Last year, some 808 of the state’s 2,025 schools had kindergartens where vaccination rates were less than 90 percent, up from 466 schools in 2015.
In contrast, 1,217 schools had kindergartens where vaccination rates were at 90 percent or above, attended by a total of 75,927 students.
“People got out of the rhythm of the well-child visits, where normally they’d get those vaccines,” Veronica McNally, whose daughter, Francesca, died in 2012, told Bridge Michigan.
The child, known as Franny, was 3 months old and died of pertussis, or whooping cough, a vaccine-preventable disease. She was too young to be vaccinated.
The tragedy prompted McNally to create the West Bloomfield-based Franny Strong Foundation and the I Vaccinate campaign. She also is a consumer representative on the U.S. Centers for Disease Control and Prevention’s Advisory Committee on Immunization Practices.
Toddler rates decreasing
According to the state’s latest immunization “report card,” rates for traditional vaccines for babies and toddlers had fallen to 65.9 percent as of June 30 — down from 74 percent at the end of 2019 — far below the national goal of 80 percent.
As few as half of toddlers are fully vaccinated in some areas of Michigan. In Oscoda County in northern Michigan, just more than 1 in 3 children ages 19 to 36 months, or 36.5 percent, are fully vaccinated.
“It’s a conservative community. I think they’re very caring people, but … a lot of people don’t like being told what to do. They see this as big government,” said Dr. Mark Hamed, the county’s medical director.
Seven other counties and the city of Detroit have toddler vaccination rates of less than 61 percent: Keweenaw County (50 percent), Detroit (51.2), and the counties of Clare (52.9), Houghton (53.9), Lake (55.1), Gladwin (56.7), St. Joseph (58.9), Sanilac (59.9) and Lapeer (60.5).
Kindergarten rates fall
More than 90 percent of the kindergarten students in Crawford, Schoolcraft, Alcona, Montmorency, Luce, Montcalm, Gladwin, Marquette, Kent, Gratiot and Allegan were in schools with a vaccination rate of 90 percent or higher.
In Missaukee, Ogemaw, Oscoda and Lake counties, none of the students attended in a school with a rate above 90 percent and just 4 percent of students in Otsego County were in schools that hit the 90 percent threshold.
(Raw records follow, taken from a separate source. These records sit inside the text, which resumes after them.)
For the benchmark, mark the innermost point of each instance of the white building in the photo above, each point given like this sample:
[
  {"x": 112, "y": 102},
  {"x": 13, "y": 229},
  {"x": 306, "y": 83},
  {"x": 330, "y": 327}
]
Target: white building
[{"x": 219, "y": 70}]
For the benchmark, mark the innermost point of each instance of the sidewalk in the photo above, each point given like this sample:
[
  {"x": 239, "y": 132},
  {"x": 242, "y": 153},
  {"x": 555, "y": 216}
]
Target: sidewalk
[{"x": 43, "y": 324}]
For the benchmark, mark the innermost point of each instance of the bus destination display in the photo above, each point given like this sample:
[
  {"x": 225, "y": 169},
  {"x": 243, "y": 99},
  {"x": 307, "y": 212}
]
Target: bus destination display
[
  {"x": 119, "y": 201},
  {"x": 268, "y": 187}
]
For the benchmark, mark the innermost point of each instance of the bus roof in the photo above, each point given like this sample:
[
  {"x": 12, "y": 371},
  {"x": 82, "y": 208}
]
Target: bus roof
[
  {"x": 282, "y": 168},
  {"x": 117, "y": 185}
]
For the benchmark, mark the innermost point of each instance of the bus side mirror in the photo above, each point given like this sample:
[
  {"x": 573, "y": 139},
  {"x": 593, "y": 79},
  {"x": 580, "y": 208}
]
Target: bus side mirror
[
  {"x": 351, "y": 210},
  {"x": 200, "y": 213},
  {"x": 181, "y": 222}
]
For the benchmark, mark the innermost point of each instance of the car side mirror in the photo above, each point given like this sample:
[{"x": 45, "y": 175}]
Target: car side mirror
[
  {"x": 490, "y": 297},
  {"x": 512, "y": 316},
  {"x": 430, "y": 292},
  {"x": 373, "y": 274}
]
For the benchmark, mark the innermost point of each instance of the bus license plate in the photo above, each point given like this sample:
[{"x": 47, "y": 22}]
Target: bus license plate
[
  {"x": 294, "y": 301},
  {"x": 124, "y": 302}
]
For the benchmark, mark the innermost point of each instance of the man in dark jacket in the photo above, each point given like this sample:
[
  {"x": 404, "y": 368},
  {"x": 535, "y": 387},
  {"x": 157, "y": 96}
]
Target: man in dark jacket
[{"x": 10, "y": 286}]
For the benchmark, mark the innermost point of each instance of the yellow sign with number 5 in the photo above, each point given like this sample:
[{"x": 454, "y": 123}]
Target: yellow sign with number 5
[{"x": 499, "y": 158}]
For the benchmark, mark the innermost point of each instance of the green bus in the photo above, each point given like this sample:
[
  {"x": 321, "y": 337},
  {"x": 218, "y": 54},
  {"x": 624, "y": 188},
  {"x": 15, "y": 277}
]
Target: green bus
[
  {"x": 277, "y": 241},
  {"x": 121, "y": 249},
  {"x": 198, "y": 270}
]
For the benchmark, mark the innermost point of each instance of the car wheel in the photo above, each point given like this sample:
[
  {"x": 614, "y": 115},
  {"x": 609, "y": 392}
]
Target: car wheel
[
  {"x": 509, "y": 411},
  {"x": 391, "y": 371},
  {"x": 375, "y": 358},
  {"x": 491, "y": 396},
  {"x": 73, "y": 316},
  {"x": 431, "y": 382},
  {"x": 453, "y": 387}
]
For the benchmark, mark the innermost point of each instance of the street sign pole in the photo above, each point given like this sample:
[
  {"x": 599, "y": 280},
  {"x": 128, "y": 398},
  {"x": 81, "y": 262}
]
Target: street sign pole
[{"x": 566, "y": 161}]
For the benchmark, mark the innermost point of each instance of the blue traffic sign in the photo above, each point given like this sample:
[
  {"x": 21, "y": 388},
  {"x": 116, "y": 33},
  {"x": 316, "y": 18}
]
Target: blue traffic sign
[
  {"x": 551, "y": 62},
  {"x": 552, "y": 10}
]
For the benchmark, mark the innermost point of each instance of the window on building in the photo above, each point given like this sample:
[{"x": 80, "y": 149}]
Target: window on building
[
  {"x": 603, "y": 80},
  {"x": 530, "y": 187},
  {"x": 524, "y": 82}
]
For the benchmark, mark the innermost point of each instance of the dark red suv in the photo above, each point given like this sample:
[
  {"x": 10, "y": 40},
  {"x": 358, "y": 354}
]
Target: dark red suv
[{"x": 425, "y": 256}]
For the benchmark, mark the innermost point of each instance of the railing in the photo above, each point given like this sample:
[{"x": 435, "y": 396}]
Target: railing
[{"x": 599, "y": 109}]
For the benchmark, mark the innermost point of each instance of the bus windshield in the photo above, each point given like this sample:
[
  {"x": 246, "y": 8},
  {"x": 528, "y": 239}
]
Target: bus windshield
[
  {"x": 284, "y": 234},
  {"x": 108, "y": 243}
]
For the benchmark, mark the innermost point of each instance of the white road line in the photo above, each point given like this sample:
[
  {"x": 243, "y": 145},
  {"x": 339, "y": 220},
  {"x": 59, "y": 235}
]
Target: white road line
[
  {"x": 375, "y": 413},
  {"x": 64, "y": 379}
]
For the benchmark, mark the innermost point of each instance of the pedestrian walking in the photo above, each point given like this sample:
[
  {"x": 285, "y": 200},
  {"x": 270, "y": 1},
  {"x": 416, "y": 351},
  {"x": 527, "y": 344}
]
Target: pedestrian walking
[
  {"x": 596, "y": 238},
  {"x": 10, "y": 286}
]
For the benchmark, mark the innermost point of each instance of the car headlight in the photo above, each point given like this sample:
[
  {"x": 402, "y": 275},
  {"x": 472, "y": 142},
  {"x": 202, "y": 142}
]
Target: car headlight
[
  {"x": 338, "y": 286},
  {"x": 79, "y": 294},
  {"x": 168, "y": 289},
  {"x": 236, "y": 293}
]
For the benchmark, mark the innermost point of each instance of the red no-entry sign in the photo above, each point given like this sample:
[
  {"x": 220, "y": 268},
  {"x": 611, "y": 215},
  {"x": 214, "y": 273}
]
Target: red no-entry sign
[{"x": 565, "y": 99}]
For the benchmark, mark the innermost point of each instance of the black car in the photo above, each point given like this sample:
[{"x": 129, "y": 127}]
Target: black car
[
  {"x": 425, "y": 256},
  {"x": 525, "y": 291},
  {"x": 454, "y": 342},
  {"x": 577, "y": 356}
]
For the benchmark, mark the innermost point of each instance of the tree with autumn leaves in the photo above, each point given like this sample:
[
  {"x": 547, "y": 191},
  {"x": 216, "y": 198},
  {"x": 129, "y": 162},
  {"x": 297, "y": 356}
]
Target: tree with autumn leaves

Among more populous counties: Kent had the highest rate, at 90 percent of students in schools at or above 90 percent vaccination, while the rate was 62.1 percent in Oakland, 64.9 percent in suburban Wayne, 51.9 percent in Macomb and 42.2 percent in Detroit.
More than half — 54 percent — of private schools had vaccine rates under 90 percent, compared to 36 percent of public schools.